An ad that attracts a customer who places a $100 order is more valuable, than an ad that attracts a customer placing a $10 order.

In general, conversion rates for ecommerce sites are low. Only 2.86% of website visits result in a sale. Tracking the conversion rate alone doesn't’ reveal much in terms of actionable insights; you must also measure the value of each conversion and tie it back to your marketing source. That’s where the next metric comes into play.

5. Customer Lifetime Value (CLV)

Ads that attract repeat customers are more valuable than ads that attract a one-time purchase. By understanding what different customers might be worth over the long-term business relationship, you can identify which leads have the most value.

Tying every lead to a marketing source allows you to identify the marketing that delivers leads with the highest CLV.

6. Leads by Landing Page

Metrics like ‘conversion rate’ and ‘qualified leads’ provide indicators of short-term success, but most SEO metrics should be viewed through a long-term lens. As any SEO marketing agency will tell you, moving up in search rankings takes time.

Investing in blog content and targeting keywords with new pages will payoff, but it might take awhile.

One metric that can give you short-term insights is “Leads by Landing Page.” Your conversion tracking tool should provide you with insights about which pages your customers land on before making a purchase on your site.

The landing page data can help you figure out which keywords your customers are using to find your business. While Google doesn’t reveal which keywords organic searches used, these landing page reports can give you a clue.

For example, if a lot of customers land on a bike shop’s “mountain bike” landing page, it’s reasonable to assume many were using the keyword phrase, “mountain bikes.”

You can also take landing page data a step further by cross-referencing it with sales value or lead value information. Which landing pages are delivering your most valuable sales? Which are delivering lots of leads but few sales? You’ll be able to figure out which keywords are worth targeting moving forward.
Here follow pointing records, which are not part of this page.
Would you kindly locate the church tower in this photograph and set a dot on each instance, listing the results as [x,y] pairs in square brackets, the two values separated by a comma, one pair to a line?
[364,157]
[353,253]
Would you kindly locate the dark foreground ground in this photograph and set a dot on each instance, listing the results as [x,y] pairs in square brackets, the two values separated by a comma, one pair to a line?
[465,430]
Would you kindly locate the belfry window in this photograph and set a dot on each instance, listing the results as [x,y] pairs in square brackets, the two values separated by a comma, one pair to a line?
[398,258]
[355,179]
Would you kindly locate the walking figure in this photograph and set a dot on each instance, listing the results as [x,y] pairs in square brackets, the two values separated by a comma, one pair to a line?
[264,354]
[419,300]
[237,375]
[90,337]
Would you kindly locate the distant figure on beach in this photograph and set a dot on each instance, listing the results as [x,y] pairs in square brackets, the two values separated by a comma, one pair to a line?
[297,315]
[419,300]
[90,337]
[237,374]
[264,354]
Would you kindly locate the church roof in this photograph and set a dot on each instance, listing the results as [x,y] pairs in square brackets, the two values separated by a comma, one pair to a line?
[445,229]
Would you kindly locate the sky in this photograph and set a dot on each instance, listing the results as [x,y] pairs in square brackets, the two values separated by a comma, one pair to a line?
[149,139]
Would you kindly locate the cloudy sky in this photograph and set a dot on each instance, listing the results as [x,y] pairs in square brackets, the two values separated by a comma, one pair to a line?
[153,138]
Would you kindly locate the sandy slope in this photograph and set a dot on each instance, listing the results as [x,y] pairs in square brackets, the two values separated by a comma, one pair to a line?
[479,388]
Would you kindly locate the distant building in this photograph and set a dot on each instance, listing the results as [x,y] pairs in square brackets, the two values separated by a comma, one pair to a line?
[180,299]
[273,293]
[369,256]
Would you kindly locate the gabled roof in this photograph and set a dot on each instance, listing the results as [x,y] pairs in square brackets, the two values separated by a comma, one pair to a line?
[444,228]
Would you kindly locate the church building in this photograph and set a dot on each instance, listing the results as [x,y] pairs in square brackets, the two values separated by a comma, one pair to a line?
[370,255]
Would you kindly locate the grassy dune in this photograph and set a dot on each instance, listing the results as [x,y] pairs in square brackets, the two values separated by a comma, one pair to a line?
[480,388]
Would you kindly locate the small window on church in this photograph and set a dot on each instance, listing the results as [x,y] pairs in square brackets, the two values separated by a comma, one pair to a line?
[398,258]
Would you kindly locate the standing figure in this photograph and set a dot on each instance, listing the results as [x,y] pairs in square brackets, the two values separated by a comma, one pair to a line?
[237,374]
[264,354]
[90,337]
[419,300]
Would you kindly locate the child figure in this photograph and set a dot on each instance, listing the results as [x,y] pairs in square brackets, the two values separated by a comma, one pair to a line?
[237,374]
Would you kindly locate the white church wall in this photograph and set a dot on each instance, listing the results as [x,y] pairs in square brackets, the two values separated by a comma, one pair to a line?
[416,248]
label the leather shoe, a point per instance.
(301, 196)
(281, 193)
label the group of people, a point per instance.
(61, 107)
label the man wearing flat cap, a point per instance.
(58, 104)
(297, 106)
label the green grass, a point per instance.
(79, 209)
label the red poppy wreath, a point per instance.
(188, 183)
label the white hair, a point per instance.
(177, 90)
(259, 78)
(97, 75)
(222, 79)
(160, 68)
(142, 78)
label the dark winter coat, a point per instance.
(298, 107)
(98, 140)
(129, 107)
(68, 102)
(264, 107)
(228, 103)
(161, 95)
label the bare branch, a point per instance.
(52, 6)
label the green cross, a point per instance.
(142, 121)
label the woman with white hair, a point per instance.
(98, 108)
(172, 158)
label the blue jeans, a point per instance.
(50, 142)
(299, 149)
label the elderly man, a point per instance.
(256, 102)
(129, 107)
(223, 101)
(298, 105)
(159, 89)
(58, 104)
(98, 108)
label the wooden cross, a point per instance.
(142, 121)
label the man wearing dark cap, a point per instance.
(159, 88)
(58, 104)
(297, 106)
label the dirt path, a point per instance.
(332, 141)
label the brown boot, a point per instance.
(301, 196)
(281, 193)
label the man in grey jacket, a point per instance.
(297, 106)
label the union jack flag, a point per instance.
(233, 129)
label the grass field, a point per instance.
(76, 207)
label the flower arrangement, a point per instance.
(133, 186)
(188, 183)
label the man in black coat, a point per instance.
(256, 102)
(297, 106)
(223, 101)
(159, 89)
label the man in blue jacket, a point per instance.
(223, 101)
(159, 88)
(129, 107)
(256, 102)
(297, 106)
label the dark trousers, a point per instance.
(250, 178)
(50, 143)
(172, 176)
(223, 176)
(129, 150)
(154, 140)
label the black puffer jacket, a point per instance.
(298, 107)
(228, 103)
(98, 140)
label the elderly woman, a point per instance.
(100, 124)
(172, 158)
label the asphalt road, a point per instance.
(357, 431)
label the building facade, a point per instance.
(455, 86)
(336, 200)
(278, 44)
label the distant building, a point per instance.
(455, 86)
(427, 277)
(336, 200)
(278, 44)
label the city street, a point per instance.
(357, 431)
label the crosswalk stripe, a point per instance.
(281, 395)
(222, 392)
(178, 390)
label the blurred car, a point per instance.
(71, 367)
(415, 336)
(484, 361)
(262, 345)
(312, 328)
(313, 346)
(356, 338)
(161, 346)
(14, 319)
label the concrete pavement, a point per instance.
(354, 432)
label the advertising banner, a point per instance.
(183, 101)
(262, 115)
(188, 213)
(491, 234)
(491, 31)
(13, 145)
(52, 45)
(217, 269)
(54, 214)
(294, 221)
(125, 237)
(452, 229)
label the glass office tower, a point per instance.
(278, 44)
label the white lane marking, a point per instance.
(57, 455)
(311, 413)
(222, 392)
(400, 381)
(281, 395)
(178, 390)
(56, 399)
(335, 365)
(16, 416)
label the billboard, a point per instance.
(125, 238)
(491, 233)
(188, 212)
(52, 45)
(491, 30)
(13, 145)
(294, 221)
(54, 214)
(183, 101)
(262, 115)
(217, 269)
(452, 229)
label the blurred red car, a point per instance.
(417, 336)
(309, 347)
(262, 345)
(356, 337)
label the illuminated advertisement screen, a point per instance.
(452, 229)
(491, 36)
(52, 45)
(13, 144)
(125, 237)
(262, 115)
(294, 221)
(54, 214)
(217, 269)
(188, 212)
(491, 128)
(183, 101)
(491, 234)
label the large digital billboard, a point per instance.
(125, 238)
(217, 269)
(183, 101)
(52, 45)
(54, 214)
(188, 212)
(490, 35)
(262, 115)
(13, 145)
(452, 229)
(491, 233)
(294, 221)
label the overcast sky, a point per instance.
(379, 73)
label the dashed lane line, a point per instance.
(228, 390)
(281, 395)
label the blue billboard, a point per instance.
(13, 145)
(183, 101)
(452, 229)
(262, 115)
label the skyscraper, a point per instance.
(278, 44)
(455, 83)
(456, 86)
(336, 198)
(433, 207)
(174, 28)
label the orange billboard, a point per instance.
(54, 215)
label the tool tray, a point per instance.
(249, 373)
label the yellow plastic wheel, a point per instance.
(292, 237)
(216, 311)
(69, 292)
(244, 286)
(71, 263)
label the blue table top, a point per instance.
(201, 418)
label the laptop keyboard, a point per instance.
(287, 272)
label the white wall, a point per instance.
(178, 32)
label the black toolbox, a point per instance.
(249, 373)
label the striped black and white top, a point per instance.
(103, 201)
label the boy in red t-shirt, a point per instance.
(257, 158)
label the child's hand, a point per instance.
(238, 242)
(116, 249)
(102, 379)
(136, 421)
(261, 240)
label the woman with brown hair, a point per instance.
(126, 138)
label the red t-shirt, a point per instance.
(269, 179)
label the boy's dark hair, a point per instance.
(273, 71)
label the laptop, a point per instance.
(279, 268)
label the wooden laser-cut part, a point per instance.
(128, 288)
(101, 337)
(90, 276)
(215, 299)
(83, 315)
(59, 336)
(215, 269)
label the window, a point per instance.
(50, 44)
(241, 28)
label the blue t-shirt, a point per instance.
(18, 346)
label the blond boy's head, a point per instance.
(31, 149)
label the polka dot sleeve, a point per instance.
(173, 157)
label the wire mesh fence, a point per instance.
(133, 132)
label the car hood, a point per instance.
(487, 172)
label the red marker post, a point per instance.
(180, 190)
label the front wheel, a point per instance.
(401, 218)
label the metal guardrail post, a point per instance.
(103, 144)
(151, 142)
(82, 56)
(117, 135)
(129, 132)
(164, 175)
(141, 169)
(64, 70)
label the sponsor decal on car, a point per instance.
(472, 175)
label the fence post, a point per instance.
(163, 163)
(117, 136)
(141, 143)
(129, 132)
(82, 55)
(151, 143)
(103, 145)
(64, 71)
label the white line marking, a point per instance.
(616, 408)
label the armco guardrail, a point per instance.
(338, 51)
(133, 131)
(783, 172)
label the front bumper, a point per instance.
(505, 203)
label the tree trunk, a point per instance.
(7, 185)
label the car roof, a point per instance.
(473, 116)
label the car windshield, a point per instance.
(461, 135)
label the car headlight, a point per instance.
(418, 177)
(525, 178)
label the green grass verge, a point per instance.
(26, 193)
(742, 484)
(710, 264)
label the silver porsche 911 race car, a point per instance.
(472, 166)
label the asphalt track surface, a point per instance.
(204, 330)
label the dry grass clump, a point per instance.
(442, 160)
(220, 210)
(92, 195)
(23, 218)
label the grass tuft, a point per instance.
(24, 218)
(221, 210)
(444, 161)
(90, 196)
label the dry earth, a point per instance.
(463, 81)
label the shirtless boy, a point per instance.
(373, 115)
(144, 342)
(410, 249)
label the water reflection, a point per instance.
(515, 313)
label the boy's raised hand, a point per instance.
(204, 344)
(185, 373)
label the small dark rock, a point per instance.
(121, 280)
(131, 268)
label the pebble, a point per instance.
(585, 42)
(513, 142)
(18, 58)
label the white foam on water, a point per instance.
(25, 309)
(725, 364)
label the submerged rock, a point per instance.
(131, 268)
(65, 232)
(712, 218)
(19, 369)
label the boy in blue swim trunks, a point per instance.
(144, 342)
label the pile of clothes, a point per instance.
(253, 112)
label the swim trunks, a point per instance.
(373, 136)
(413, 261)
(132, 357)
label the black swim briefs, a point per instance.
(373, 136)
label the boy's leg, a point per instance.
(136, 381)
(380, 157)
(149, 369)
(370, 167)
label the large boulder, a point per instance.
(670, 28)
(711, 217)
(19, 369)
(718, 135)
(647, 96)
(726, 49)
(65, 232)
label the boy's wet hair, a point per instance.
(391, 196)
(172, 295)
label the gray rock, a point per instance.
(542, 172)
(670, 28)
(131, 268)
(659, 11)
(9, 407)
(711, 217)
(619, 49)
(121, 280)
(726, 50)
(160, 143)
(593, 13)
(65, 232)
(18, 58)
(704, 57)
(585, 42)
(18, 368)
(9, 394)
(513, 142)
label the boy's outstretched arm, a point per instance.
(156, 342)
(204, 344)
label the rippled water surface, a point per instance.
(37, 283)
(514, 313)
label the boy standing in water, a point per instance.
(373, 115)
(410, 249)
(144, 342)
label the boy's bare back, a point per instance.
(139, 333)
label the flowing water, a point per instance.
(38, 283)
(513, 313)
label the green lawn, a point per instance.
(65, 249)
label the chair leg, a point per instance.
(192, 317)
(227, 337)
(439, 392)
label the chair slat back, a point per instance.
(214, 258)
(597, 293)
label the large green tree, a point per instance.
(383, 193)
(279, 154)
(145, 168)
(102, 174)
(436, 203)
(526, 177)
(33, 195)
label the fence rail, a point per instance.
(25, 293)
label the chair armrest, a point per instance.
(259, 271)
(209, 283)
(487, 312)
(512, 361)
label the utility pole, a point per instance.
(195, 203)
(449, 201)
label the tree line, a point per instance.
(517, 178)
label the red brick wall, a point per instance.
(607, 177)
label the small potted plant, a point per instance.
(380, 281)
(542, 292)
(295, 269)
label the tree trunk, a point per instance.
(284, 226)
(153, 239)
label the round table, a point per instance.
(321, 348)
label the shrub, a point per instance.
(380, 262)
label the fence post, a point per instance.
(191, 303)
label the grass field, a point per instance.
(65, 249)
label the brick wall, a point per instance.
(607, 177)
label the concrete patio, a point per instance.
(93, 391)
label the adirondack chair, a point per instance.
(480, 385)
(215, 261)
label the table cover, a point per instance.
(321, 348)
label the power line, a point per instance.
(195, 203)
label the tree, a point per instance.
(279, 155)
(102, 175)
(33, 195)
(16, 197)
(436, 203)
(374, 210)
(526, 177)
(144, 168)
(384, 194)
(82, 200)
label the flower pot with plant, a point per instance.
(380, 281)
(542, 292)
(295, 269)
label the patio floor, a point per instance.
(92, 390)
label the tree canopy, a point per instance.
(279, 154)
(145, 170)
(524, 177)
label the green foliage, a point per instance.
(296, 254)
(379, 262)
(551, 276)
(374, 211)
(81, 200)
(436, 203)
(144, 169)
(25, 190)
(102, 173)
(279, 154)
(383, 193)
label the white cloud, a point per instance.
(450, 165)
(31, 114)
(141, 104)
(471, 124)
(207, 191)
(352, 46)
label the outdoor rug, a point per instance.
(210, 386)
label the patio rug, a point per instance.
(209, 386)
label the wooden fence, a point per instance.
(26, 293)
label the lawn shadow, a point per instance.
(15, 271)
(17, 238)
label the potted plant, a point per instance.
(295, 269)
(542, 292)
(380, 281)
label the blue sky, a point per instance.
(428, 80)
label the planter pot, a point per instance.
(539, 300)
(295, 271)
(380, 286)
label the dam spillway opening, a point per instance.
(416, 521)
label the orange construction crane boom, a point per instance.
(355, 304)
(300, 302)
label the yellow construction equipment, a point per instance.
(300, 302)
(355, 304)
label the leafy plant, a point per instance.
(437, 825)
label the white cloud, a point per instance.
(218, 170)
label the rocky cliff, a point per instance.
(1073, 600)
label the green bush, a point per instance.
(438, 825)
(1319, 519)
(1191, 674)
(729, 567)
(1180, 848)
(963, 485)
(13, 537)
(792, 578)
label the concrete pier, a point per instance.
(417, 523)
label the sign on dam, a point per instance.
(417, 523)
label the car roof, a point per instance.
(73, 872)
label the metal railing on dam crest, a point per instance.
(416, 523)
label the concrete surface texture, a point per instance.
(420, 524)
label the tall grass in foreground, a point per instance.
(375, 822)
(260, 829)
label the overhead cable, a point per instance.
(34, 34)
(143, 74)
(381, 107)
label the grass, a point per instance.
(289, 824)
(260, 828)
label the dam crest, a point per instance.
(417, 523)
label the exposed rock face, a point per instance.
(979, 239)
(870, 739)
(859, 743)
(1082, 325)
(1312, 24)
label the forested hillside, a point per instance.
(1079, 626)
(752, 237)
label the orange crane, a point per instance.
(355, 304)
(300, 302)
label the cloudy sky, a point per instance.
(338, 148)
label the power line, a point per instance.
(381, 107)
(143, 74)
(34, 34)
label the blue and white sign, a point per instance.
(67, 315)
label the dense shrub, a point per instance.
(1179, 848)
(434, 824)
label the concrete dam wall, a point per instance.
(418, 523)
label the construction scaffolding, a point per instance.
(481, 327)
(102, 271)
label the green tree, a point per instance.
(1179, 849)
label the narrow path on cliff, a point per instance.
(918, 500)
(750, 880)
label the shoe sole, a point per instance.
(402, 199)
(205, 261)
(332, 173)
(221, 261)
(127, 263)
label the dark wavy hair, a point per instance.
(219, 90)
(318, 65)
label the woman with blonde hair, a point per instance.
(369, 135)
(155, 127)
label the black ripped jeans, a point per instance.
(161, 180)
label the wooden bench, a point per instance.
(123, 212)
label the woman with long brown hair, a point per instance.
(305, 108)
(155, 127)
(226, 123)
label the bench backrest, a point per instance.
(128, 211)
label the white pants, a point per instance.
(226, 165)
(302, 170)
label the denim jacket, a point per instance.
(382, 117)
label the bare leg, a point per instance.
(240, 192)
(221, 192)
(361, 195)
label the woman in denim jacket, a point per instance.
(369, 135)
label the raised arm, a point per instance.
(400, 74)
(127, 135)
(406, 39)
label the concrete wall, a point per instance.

7. All Customer Service Metrics

Last but certainly not least, we have customer service metrics like response time and shipping speed.  Often lost in the shuffle of marketing and sales is the third component of any successful ecommerce site.

How fast are your customers getting their products? How quickly are your customer service representatives responding to customer service requests? These metrics might not affect your spend or revenue as much as marketing and sales metrics, but they impact your business nonetheless.

"When businesses follow-up with online leads in less than 5 min., those leads are 9x more likely to convert into customers."

But don't just rely on your own internal metrics when it comes to measuring customer satisfaction; ask your customers directly. You can (and should) add feedback forms at every stage of the customer's journey.

Whether it's a popup to collect feedback on your website, a post-purchase form to track how your customers found the browsing to payment process or a post-shipping feedback form that measures their satisfaction with the product itself, all these avenues of feedback will help you better understand your customers and in turn, keep them coming back to your store.

Consider using a form builder like Paperform to make this process as accurate and fast as possible.

Wrapping Up

The list of metrics you could measure is endless. It’s your job to identify the metrics that matter so your reports make sense. Don’t make your CEO, clients or stakeholders sift through mounds of data; show them the metrics that matter to your business bottom line.